その中でも特に有名なのが、1791年に発表した『女性及び女性市民の権利宣言』(Déclaration des droits de la femme et de la citoyenne)です。これは1789年に制定された『人権宣言』が「男性」を前提にしていたことに真っ向から疑問を投げかけたもので、「女性にも教育の権利、財産の権利、そして政治参加の平等を認めるべきだ」と訴えました。
『女性および女性市民の権利宣言』(1791)
フランス革命の人権宣言に応答して、オランプ・ド・グージュが女性の法的平等と政治参加を訴えた文書
出典: Photo by Olympe de Gouges / Wikimedia Commons Public domainより
当時の社会からすると、これは本当に急進的で挑戦的な主張でした。「女性は家庭にとどまるのが当然」という価値観が根強いなかで、オランプは「女性もれっきとした市民であり、男性と同じように社会契約の一員だ」と堂々と訴えたんです。この勇気ある一歩によって、彼女の名は歴史に刻まれることになりました。
もちろん、その革新的な考えがすぐに受け入れられることはなく、むしろ多くの反発や敵意を招いてしまいました。でも、振り返ってみればこの宣言こそが近代的なジェンダー平等の原点のひとつであり、オランプを「フェミニズムの先駆者」と呼ばせる大きな理由になっているんですね。
オランプは「女性の権利」を政治の場だけじゃなく、家庭や日常にも広げて考えていました。たとえば結婚の自由や離婚の権利を認めること、さらには未婚の母や孤児を守る仕組みについても積極的に提案していたんです。

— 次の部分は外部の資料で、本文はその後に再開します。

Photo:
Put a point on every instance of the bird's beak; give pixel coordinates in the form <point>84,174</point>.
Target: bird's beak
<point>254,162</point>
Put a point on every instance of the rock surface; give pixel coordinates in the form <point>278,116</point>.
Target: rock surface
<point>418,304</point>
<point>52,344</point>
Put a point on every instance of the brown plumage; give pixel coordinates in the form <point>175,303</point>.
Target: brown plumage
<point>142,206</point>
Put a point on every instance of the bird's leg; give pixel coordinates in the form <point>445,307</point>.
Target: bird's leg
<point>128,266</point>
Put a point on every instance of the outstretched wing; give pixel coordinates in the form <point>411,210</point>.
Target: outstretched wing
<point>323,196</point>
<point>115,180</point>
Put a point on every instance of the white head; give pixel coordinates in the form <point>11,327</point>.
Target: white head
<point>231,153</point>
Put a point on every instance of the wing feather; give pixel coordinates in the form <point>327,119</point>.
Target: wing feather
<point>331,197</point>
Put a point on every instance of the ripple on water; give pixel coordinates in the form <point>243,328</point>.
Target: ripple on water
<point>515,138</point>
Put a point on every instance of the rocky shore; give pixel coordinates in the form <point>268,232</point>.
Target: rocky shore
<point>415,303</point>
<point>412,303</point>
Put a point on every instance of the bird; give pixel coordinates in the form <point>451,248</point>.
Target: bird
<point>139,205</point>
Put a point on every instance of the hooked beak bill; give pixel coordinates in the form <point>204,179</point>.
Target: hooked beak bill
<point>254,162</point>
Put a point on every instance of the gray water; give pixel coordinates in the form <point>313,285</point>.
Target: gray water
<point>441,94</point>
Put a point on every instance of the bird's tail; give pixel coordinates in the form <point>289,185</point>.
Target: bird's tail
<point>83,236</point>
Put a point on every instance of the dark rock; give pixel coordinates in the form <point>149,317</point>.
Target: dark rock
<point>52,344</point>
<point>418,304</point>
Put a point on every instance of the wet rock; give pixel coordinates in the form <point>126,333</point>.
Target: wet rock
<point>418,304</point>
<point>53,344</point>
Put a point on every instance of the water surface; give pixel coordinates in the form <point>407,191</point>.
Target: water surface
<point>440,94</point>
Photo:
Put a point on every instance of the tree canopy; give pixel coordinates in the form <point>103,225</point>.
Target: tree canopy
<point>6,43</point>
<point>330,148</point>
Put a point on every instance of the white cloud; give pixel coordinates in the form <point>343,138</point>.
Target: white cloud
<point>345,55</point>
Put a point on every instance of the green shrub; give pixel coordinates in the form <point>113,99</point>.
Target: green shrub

当時としてはとても先進的な発想。女性を「家庭に縛られた存在」としか見ていなかった社会を根本から揺るがす考え方でした。彼女の思想には、女性の立場を大きく変える革新的な可能性が込められていて、のちの女性活動家や思想家にも強い刺激を与えることになります。
でも現実の政治は、必ずしも彼女の理想に寄り添ってくれなかったんですよね。革命が進むにつれて女性の政治参加への反発が強まって、1793年には女性クラブの解散命令が出される事態に。むしろ逆行ともいえる流れでした。だからこそ、オランプの理念は時代を大きく先取りしていた証拠。理解されにくかったのも、その革新性ゆえだったのかもしれません。
恐怖政治が進む1793年、オランプは大胆にもジャコバン派を公然と批判しました。女性の権利だけでなく、暴力と独裁に傾く政治のあり方そのものに異を唱えたのです。しかし、革命の空気は彼女のような穏健派には冷たく、やがて「反革命的」とみなされて逮捕されてしまいます。同年11月、まだ45歳の若さでギロチンにかけられた彼女の最期は、多くの人に衝撃を与えました。
オランプ・ド・グージュの処刑
ジャコバン派を批判したことで、反革命的として断罪されパリのコンコルド広場でギロチンにかけられた
出典:Mettais(画) / Public domainより
当時は「女性が政治に口を出すなど許されない」という空気も強く、オランプの活動はしばらく歴史の中で忘れられていきます。しかし20世紀後半になると、フェミニズム運動の広がりとともに「女性の権利を最初に叫んだ革命家」として注目されるようになりました。現在では、彼女はフランス革命期を代表する女性思想家のひとりとして教科書にも取り上げられ、銅像や記念碑が建てられるなど再評価の波が続いています。
つまり、オランプの生涯は「時代に先駆けすぎた挑戦者」の物語でした。命を賭して訴えた「女性も市民である」という理念は、彼女の死後200年以上たった今も、社会のあり方を問い続ける大切なメッセージとなっているのです。
まとめると、オランプ・ド・グージュはフランス革命の理想を女性にも広げようとした、まさに先駆的な思想家であり行動家でした。彼女の活動自体は長くは続かなかったけれど、その挑戦は確かに後の女性解放運動の土台となったもの。だからこそ今もなお、象徴的な存在として語り継がれているんです。